Mercedes continue to make power unit gains - Cowell
While the technical regulations regarding the power units are going into their 4th stable year, Mercedes' engine Chief, Andy Cowell, has noted there are still gains to be made. Cowell underlined that the key to these continued improvements are Mercedes' proven testing facility.
Cowell said in an interview, “We’ve got ideas to reduce the friction in pretty much every area of the power unit, or the losses in electrical systems. Every time you do an engine, every time you do a phase update you’ve always learned.”
“So you freeze the concept, you do the work, you do the prove-out, you go racing and all the way along that journey it’s intensely frustrating because you’re learning but you cannot incorporate into that phase without corrupting the quality fundamentally.”
“So it’s ensuring that we do have a learning culture that observes and learns and reflects and then remembers that so that then, when it’s time to put the next concept together, we’ve got a whole load of ideas and a lot of it is small, marginal gains on well-trodden areas.”
“Some of it is big, fundamental bits of learning, combustion progress, friction reduction, new materials that unlock areas where we’ve been struggling with reliability. And sometimes it’s just a surprise.”
“There’s still gains to be had. It’s a plethora of marginal gains, five-millisecond gains. Then there are those nice surprises where you thought north would give you 2kW and actually it’s south that gives you 2kW. It has just been about doing those great experiments and that’s where the test facility is important.”

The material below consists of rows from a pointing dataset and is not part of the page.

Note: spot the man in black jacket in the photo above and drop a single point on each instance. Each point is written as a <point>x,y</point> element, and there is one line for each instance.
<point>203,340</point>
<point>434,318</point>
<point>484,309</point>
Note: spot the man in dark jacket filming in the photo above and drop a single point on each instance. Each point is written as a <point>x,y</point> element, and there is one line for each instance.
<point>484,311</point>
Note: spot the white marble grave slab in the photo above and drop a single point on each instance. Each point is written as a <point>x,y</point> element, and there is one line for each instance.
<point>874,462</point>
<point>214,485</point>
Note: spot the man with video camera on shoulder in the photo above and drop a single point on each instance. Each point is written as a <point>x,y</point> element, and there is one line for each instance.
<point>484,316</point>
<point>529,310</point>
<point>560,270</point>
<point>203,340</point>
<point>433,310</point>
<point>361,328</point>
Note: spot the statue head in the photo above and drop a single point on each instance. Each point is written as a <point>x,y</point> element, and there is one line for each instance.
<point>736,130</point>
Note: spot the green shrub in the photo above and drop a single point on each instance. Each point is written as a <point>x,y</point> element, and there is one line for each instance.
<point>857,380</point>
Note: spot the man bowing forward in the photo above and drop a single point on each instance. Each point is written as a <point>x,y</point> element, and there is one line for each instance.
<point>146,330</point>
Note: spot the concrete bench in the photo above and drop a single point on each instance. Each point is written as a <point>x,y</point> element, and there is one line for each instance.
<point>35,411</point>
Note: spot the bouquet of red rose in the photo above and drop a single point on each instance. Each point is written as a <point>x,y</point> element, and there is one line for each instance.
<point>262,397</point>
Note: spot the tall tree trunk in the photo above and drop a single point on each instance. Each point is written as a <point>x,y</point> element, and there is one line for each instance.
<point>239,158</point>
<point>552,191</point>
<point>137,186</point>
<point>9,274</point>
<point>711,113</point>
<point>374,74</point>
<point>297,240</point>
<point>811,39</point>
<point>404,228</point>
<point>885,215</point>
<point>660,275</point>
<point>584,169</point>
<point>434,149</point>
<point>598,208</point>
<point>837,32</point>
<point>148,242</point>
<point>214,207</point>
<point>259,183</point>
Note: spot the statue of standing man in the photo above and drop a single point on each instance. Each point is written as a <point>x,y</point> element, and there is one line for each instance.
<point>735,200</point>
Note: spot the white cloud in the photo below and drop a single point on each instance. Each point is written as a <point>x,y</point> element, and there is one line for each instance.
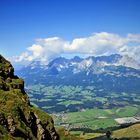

“You need to think about what it is you’re trying to measure but you need a very impressive dyno with incredible sensors and good test methodology to genuinely detect those gains and to pick them out from the noise of general testing,” added Cowell.
On the back of 4 years with the strongest engine in F1, Mercedes now looks set to edge ever closer to the magical 1000hp target. Whether that target will be achieved this year is highly questionably, but it looks like a certainty that it will become more and more within reach.